According to Stephan, regional political culture plays a major role in how much partisanship tends to leak into nonpartisan elections. Local politicians in the Pacific Northwest have historically taken nonpartisanship more seriously, he added.
“In some parts of the country — I think of the Northeast in particular — a race is nonpartisan in name only,” Stephan said.
“It is not surprising to me that you have noticed more explicit partisanship and partisan cues in nonpartisan races in the Northwest or here in Southwest Washington,” he continued. “What has been a more isolated regional thing is now more of an explicitly national thing.”
Races to watch in Tuesday’s primary
Vancouver mayor: The incumbent, Anne McEnerny-Ogle, is highly likely to make it through to the general election. But her two challengers, Coop and Bowerman, overlap ideologically on most major issues. For voters who align with them, it will likely come down to a contest of name recognition and style.
Vancouver City Council, Position 1: Four people are running for this open seat, including Pond, Harless, former Clark County Councilor John Blom, who was a Republican but is now an independent, and Justin Forsman, a repeat candidate for council whose recent social media post calls COVID-19 and subsequent “take over” “well planned, well in advance.” The broad spectrum of backgrounds and ideologies will likely make for a robust and interesting race.
Vancouver City Council, Position 3: Gellatly and Perez will run against Glen Yung, another familiar face to local government — Yung rarely misses a city council meeting, and he shows up to a lot of other commission and neighborhood association meetings.

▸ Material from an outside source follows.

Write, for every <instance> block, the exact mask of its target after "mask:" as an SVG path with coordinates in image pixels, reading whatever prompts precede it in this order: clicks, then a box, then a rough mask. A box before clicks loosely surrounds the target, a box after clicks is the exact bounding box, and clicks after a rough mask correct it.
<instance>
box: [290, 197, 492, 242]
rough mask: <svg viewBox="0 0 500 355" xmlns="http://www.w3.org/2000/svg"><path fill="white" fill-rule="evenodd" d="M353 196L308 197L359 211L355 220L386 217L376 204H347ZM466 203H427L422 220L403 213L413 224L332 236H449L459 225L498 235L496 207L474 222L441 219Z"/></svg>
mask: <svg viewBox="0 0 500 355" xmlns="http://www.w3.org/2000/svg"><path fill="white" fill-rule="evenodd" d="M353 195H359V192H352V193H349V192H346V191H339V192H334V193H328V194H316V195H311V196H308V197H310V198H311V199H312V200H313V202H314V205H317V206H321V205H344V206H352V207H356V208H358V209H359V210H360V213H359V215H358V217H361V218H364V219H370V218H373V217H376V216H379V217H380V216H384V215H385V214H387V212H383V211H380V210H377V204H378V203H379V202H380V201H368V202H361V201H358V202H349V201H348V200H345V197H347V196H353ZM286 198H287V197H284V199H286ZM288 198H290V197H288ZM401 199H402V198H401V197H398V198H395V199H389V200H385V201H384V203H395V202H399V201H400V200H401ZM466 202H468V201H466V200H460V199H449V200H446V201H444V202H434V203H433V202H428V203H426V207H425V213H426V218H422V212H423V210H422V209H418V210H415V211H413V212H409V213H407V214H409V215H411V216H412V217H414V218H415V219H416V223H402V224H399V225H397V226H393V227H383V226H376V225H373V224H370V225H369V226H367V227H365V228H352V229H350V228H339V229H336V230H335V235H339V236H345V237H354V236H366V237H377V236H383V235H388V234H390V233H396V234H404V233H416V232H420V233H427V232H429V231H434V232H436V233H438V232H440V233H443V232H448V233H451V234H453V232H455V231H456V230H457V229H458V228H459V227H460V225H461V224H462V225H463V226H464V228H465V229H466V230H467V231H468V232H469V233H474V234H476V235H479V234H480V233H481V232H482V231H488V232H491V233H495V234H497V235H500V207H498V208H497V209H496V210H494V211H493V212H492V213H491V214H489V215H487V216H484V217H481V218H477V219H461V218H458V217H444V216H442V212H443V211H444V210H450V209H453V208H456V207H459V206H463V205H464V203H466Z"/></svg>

Bucking the trend, the three keep their campaigns hyper-focused on local issues. All have government experience and represent a broad range of ideologies.

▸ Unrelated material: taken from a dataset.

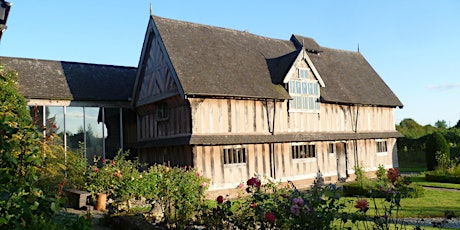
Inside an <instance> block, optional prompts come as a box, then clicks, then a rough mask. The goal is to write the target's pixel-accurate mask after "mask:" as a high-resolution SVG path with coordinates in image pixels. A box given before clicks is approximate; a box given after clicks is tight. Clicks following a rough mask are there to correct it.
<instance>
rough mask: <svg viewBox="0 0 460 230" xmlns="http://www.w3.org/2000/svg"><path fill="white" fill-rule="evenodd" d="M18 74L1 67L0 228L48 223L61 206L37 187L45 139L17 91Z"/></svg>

Vancouver school board, Position 2: Following a lengthy discussion with the candidates, The Columbian Editorial Board said the race between Sandra Zavala-Ortega, Kathleen O’Claire, Chartisha Roberts and Michelle Belkot has a good problem: “too many strong candidates.” Zavala-Ortega is the incumbent, though she was appointed in April. Vancouver Public Schools has had six directors since 2019.
Camas City Council, Ward 1, Position 2: This four-way race between flight attendant Shawn High, executive and technology recruiter Gary Perman, Calling Church pastor Georl Niles, and Camas School District talent-development director Marilyn Dale-Boerke offers voters a broad range of options. Fundraising also makes this race interesting — according to Public Disclosure Commission reports, Perman has raised more than $9,000, almost half of which came from former Clark County Councilor David Madore and his wife, Donna.
Camas City Council, Ward 1, Position 2: Another robust four-way race with a funding boost from the Madores, in the form of $4,000 for mother and retired lawyer Lewallen. She’s running against former Washougal Councilor Jennifer McDaniel, Jazzercise instructor and flight attendant Alicia King, and consultant and e-commerce trader John Svilarich.